# An optimal stopping paradox

post by Yuxi_Liu · 2019-11-12T08:51:03.199Z · score: 11 (6 votes) · LW · GW · 10 commentsConsider an optimal stopping problem: a company at each time step grows by some constant, and has a certain probability of shutting down. You decide when to sell the company.

Since the math is cleaner in continuous time, we consider the continuous time. Then the company has a linearly increasing value βt, and an exponentially decaying survival curve e^(-αt).

Another framing of the paradox: Schrodinger wants to make a new record for the longest surviving cat, so he put a cat in the box with an atom that might decay and kill the cat, and waits. When should he open the box?

Since at each moment in time, you face the exact same problem (linearly increasing reward, α-exponentially decaying survival rate), if you decide to wait at t=0, you would decide to wait forever, and thus receive no reward.

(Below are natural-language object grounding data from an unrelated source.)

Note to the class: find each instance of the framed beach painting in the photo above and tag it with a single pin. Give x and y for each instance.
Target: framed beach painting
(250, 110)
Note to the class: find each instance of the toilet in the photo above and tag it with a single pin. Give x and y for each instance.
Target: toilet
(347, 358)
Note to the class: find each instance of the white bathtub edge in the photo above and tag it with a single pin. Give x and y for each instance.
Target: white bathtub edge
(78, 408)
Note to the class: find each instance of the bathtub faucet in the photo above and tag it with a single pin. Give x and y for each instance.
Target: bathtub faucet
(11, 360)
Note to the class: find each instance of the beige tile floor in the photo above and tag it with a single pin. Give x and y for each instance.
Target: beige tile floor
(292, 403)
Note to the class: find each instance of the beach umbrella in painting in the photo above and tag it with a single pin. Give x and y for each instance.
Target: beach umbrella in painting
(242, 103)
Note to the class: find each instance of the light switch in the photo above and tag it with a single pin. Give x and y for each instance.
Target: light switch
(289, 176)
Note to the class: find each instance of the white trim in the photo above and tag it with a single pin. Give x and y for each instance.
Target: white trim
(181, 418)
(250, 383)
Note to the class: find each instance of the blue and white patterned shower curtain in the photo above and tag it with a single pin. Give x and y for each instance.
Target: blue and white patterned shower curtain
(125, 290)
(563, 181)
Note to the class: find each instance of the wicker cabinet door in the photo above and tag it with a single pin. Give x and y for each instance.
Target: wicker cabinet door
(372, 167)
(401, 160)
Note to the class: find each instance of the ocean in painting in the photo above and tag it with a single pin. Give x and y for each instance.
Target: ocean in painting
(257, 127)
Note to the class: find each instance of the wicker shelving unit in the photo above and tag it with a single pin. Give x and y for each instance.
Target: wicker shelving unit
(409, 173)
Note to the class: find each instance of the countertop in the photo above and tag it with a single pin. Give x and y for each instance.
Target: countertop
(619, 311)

There are several possible replies to this paradox, none of which is satisfactory to me:

- "This looks like St. Petersburg Paradox.". No, because at time t=0, the expectation is β/α^2. In fact, the payoff can grow faster than βt, such as like t^3, and it would still have finite expectation.
- Claim that expectation maximization decision theory is flawed. This doesn't stop the procrastination. As long as your decision is purely based on the future, and your rational decision process is constant in time, you either immediately sell the company or never sell the company.
- Try some kind of discounting, like exponential discounting. This doesn't stop the procrastination., since at any time, selling the company gives you 0 extra expected reward, and waiting gives you
*some*positive extra expected reward, no matter how much you discount the future. - Claim that there should be a finite lifetime. You can't wait forever. If there is a finite lifetime, then the same decision analysis would tell you to procrastinate until the very end. This effectively is procrastinating forever. It does not converge to a reasonable finite waiting time as your lifetime goes to infinity.
- Claim that one should stick to past decisions even when they don't make sense from a purely future-looking decision theory. Such decision theory seems to be just sweeping time-inconsistency under the rug, and I'm sure would suffer from serious paradoxes of their own.
- Claim that there is no paradox, and procrastination is really the rational action. I'd not claim a strategy that guarantees 0 reward to be rational.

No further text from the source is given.